Dec 14 2007
Richardson is a psychiatrist with Parkwood Hospital, part of St. Joseph's Health Care, London and a professor with the Schulich School of Medicine & Dentistry at The University of Western Ontario.
His team conducted a random, national survey of more than a thousand Canadian peacekeeping veterans with service-related disabilities. The participants were below the age of 65 and had served with the Canadian Forces from 1990 to 1999.
The research, published in the Canadian Journal of Psychiatry, found a third of veterans who were deployed more than once suffered probable clinical depression, and 30 per cent of those deployed one time were affected.

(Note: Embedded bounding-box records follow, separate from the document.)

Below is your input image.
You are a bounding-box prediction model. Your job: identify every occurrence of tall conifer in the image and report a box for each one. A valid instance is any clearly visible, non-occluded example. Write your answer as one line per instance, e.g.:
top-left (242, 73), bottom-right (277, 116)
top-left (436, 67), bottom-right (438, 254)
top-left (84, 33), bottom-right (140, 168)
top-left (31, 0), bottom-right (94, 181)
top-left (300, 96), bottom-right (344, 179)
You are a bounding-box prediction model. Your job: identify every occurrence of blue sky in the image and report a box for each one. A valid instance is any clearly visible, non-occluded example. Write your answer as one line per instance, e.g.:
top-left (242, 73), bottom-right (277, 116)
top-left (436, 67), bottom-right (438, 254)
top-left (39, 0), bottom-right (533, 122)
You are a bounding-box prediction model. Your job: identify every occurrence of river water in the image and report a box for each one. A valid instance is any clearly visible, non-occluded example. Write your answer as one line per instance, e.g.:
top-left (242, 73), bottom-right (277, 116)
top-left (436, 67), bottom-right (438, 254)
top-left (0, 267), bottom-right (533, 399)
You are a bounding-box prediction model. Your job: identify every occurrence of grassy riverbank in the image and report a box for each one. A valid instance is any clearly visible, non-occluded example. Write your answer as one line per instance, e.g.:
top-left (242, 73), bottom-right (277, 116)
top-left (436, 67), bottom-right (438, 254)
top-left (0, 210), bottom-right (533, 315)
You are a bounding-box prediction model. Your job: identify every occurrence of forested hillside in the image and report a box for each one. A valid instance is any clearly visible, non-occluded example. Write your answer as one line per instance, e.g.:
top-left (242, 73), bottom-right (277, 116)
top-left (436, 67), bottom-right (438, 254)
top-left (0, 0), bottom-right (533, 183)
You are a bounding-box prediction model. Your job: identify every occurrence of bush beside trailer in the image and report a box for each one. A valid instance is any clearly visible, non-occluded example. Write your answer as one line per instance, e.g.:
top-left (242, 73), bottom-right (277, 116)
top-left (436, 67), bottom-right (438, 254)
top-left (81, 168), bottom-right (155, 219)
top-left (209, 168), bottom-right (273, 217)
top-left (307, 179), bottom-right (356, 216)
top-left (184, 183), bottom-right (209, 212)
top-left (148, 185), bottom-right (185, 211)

The rates of probable PTSD were 11% for those deployed once and 15% for those deployed more than once. The authors also found soldiers were more likely to have PTSD and more severe symptoms if they were young, single, or had multiple deployments.
“This study has important clinical implications because understanding such risk factors can help predict potential psychiatric problems in veterans who have been deployed,” says Richardson. “The high rates of depression observed in deployed veterans can have a significant impact when they seek treatment for PTSD because depression must be aggressively treated to help patients respond more effectively to psychotherapy. Many veterans are also living and working in the community as civilians, therefore it is important that primary care physicians and psychiatrists become more knowledgeable about the emotional impact of military deployment and screen for possible PTSD."